Certains enfants sont plus sujets à la victimisation sexuelle, de par leur sexe ou leur âge, notamment. Il est établi par la plupart des auteurs que les filles en sont plus souvent victimes que les garçons (Fischer & MacDonald; 1998, Pereda et coll., 2009; Stoltenborgh et coll., 2011). Gorey et Leslie (1997) évaluent par exemple la prévalence à 17% chez les filles comparativement à 8% chez les garçons. Ces pourcentages sont

similaires à ceux recensés par Stoltenborgh, et coll. (2011) qui sont de 18% pour les filles et 7.6% pour les garçons. Pereda et coll. (2009) concluent quant à eux que le taux se situe entre 10 et 20% pour les filles et à moins de 10% pour les garçons. Les abus sexuels commencent en moyenne plus tôt chez les victimes de sexe masculin (6,7 ans versus 9,2 ans pour les filles) et l’âge moyen est d’autant plus jeune pour les victimes d’abus intrafamilial (Fischer & MacDonald, 1998). Par ailleurs, les enfants laissés seuls, qui ne sont pas supervisés et qui se retrouvent sans la présence d’amis ou de voisins sont plus à risque d’être abusés (Berliner & Elliot, 2002; Ramírez, Pinzón-Rondón & Botero, 2011).

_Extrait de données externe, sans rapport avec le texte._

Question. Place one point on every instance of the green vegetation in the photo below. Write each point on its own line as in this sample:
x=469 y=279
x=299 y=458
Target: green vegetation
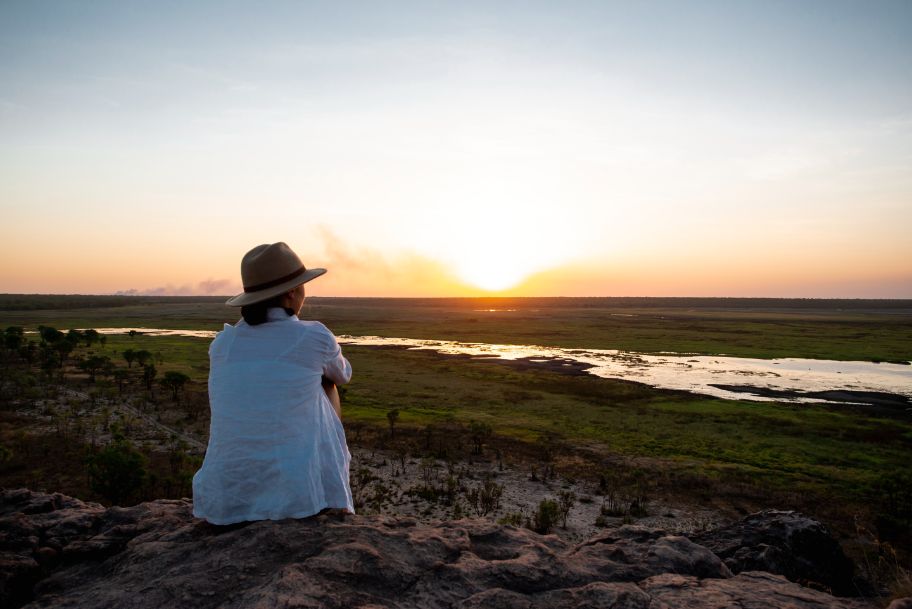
x=640 y=443
x=117 y=471
x=828 y=329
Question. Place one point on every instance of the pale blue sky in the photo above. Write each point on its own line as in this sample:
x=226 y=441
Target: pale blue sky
x=711 y=148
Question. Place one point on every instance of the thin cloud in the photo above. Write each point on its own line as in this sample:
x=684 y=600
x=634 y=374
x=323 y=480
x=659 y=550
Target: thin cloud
x=207 y=287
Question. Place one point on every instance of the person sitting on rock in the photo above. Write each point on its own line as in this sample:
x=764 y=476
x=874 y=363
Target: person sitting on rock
x=277 y=447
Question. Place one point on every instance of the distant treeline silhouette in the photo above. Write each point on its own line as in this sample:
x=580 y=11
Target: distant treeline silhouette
x=34 y=302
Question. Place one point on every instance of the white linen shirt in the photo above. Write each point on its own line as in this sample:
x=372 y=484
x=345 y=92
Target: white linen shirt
x=276 y=446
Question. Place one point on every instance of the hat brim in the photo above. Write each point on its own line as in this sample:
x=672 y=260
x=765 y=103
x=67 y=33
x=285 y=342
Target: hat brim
x=246 y=298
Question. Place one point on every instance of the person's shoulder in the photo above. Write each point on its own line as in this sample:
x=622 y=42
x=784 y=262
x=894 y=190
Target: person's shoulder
x=314 y=326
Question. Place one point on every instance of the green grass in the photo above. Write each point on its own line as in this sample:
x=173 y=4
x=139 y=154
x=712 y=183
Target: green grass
x=796 y=447
x=841 y=330
x=785 y=445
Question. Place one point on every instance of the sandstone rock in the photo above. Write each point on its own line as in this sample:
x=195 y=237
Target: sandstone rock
x=754 y=589
x=785 y=543
x=157 y=555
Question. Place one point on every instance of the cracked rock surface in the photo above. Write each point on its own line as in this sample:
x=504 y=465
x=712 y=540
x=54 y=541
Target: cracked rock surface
x=56 y=551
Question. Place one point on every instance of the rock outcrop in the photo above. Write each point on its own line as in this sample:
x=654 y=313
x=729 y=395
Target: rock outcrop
x=58 y=551
x=789 y=544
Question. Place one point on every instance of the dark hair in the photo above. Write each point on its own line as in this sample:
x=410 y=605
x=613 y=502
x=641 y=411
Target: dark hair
x=255 y=314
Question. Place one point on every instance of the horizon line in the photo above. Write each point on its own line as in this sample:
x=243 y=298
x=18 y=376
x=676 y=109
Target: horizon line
x=490 y=296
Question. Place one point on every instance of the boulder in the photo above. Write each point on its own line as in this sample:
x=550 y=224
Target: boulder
x=157 y=555
x=785 y=543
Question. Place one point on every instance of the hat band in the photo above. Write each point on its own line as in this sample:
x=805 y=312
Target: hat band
x=275 y=282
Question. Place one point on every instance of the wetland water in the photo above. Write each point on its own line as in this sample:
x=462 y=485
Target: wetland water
x=783 y=380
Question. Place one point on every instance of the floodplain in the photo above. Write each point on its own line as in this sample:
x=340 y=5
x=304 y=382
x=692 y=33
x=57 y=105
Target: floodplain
x=841 y=462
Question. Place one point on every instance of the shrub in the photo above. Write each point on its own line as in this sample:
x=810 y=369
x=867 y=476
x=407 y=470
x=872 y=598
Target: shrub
x=117 y=471
x=545 y=517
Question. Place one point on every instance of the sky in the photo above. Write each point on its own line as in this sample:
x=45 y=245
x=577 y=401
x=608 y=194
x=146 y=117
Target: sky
x=467 y=148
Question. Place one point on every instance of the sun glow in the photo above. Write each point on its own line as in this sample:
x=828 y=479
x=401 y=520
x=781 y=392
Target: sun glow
x=493 y=275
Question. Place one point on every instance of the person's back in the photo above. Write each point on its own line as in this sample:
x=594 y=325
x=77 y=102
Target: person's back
x=276 y=447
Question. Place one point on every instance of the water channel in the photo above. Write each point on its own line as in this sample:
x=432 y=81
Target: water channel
x=783 y=380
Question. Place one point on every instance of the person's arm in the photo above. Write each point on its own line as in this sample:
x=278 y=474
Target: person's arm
x=332 y=392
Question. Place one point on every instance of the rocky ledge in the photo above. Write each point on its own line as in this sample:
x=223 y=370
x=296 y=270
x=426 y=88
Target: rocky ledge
x=56 y=551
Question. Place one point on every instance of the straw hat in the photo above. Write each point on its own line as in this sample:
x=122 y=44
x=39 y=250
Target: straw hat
x=269 y=270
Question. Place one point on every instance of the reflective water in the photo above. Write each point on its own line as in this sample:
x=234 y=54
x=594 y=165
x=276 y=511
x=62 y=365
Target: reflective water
x=708 y=375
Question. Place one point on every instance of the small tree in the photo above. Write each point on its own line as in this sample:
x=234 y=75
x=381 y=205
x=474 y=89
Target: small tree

Au regard de la structure familiale, Fischer et MacDonald (1998) ont comparé les caractéristiques des situations d’abus sexuels intrafamiliaux à ceux qui sont extrafamiliaux. Ils remarquent que, sur un échantillon de 1101 situations enquêtées par les policiers, 44% découlent d’un abus intrafamilial et 56% d’un abus extrafamilial. Les données provenant de la Canadian Incidence Study of Reported Child Abuse and Neglect – 2003 (Trocmé et coll., 2005) démontrent que, contrairement aux abus physiques, les situations pour lesquelles l’abus sexuel est le motif principal de maltraitance impliquent un abuseur qui n’est pas un parent biologique. Seulement 9% des abus sont commis par le père biologique et 5% par la mère biologique (Trocmé et coll., 2005). En parallèle, Turner, Finkelhor et Ormrod (2007) constatent que les enfants vivant au sein d’une famille recomposée sont plus à risque de victimisation que ceux vivant avec leurs deux parents biologiques, notamment sur le plan sexuel. Certains profils familiaux sont davantage associés à la victimisation sexuelle de l’enfant. On remarque que les abus sont plus susceptibles de se produire dans les familles dont le fonctionnement est perturbé, c’est-à-dire lorsque les parents se disputent violemment, lorsqu’ils consomment, lorsqu’ils ont eux-mêmes été élevés dans un climat de consommation ou lorsque la mère a été abusée dans l’enfance (Karmen, 2010). Robboy et Anderson (2011) confirment que les enfants dont la mère a été abusée sont davantage sujets à la polyvictimisation, c’est-à-dire d’être exposés à plusieurs formes de maltraitance. Enfin, Ramírez et coll. (2011) observent qu’en plus de ces facteurs, la violence vécue dans la communauté élève le risque que l’enfant soit victime d’abus sexuel.